Malang, SERU.co.id – Badan Pengawas Pemilu (Bawaslu) Kota Malang bersinergi dengan awak media, UKM mahasiswa, Mappilu, Rumah Keadilan, dan lembaga independen lainnya. Harapannya, Bawaslu bersama lembaga-lembaga tersebut dapat berpartisipasi ikut mengawal pelaksanaan Pilkada yang jujur adil dan aman serta lebih bersih.
Ketua Bawaslu Kota Malang, M Arifudin SHum mengatakan, dengan pengawasan bersama yang melibatkan semua pihak, nantinya output yang dihasilkan positif. Khususnya bersama media akan menjadikan arah pemberitaan yang positif.
“Selama ini, pelaksanaan Pemilu di Kota Malang menjadi sorotan secara nasional, selalu saja permasalahan, aeperti kurang surat suara, sengketa Pileg dan Pilpres. Harapannya, saat Pilkada kali ini tidak ada permasalahan di kemudian hari. Sehingga nantinya Bawaslu Kota Malang mendapatkan nominasi hubungan harmonis, baik dengan media, UKM mahasiswa, dan lembaga pengawas lainnya,” ucap Arif, sapaan akrabnya, Rabu (25/9/2024) malam.
Senada, Koordiv Pencegahan, Partisipasi Masyarakat dan Hubungan Masyarakat Bawaslu Kota Malang, M Hasbi AS SAP mengatakan, Bawaslu Kota Malang masuk dalam Indeks Kerawanan tertinggi. Mengingat ada banyaknya permasalahan dalam pelaksanaan Pemilu, didominasi sengketa Pileg dan Pilpres hingga tingkat nasional.
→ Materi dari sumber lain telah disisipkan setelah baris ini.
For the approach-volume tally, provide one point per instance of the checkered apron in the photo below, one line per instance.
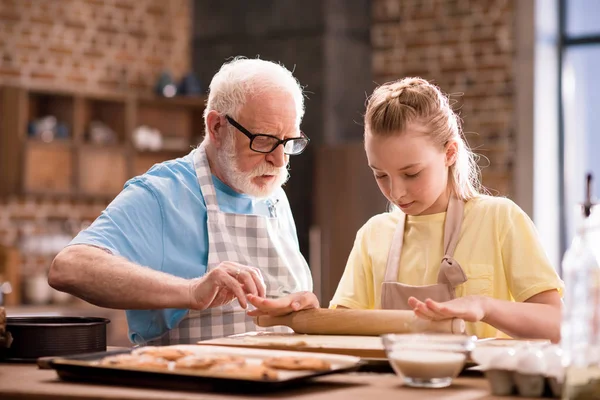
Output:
(252, 240)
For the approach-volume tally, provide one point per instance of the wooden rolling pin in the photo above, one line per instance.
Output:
(323, 321)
“Padahal Kota Malang, Daftar Pemilih Tetap (DPT)-nya 650 ribu tersebar di 5 kecamatan, namun banyak masalah. Selalu ada sidang dan sengketa Pileg, Pilpres, kurang surat suara, temuan rekapitulasi, dihitung ulang dan lainnya. Untuk itu, Bawaslu harus belajar dari kesalahan, bukan melanjutkan kesalahan di Pilkada kali ini,” ucap Hasbi, menjelaskan alasan dibalik terselenggaramya ‘Sinergisitas untuk Pilkada Kota Malang yang Berintegritas’ oleh Badan Pengawas Pemilu (Bawaslu) Kota Malang di Hotel Zam-zam Batu, Rabu (25/9/2024) malam.

Sementara itu, Ketua PWI Malang Raya, Ir. Cahyono mengatakan, kerja jurnalis memiliki resiko cukup tinggi. Khususnya ketika melaksanakan peliputan investasi maupun hal-hal yang bersentuhan dengan aparat keamanan dan pemerintahan. Hingga berujung terjadi beberapa kasus kekerasan terhadap profesi jurnalis.
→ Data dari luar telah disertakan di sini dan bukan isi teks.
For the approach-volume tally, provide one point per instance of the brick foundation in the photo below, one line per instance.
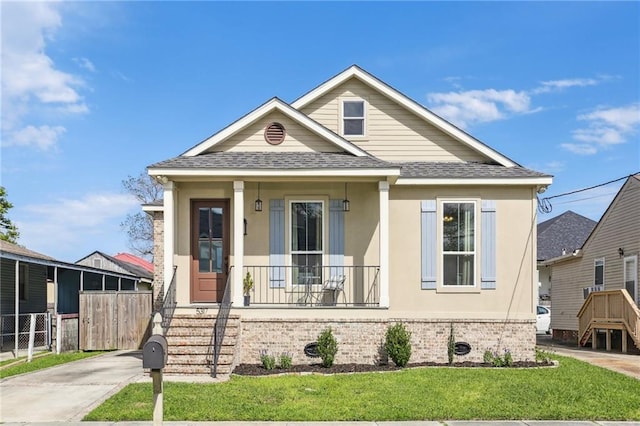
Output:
(361, 341)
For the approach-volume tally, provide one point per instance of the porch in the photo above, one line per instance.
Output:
(311, 286)
(607, 311)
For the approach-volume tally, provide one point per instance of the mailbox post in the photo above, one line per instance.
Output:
(154, 357)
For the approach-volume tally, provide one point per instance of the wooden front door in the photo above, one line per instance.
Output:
(209, 250)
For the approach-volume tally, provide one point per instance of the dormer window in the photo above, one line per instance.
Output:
(353, 117)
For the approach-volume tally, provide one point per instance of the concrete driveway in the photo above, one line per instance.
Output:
(67, 392)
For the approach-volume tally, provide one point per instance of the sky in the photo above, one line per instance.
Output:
(94, 92)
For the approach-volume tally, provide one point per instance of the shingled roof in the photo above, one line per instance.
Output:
(332, 160)
(566, 232)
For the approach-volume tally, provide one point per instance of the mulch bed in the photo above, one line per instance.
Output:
(259, 370)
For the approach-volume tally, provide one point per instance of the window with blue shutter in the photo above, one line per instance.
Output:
(429, 244)
(276, 244)
(488, 263)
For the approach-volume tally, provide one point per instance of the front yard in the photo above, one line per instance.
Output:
(573, 391)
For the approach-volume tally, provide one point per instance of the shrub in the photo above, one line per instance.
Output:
(397, 343)
(496, 360)
(268, 361)
(327, 347)
(285, 360)
(451, 345)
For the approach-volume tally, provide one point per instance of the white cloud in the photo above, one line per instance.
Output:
(43, 137)
(605, 127)
(581, 149)
(73, 225)
(556, 85)
(30, 79)
(479, 106)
“Yang paling parah baru saja, kasus pembakaran rumah seorang wartawan yang menelan korban jurnalis beserta anak istrinya. Setelah dia menulis terkait kasus bisnis judi yang ditengarai milik oknum TNI,” ungkap Cahyono.
Disebutkannya, nilai pemberitaan tertinggi atau mahkotanya berita adalah jurnalisme investigasi. Namun konsekuensinya beresiko tinggi, bisa mengancam jiwa jurnalis, media maupun perusahaan pers, hingga keluarganya.
“Saya dan teman-teman jurnalis ini sudah biasa diteror dan diintimidasi, bahkan harus berhadapan dengan aparat karena dilaporkan orang yang ditulis. Untungnya, aparat kepolisian paham jika kasus aduan karya jurnalistik itu ranahnya Dewan Pers,” ucapnya.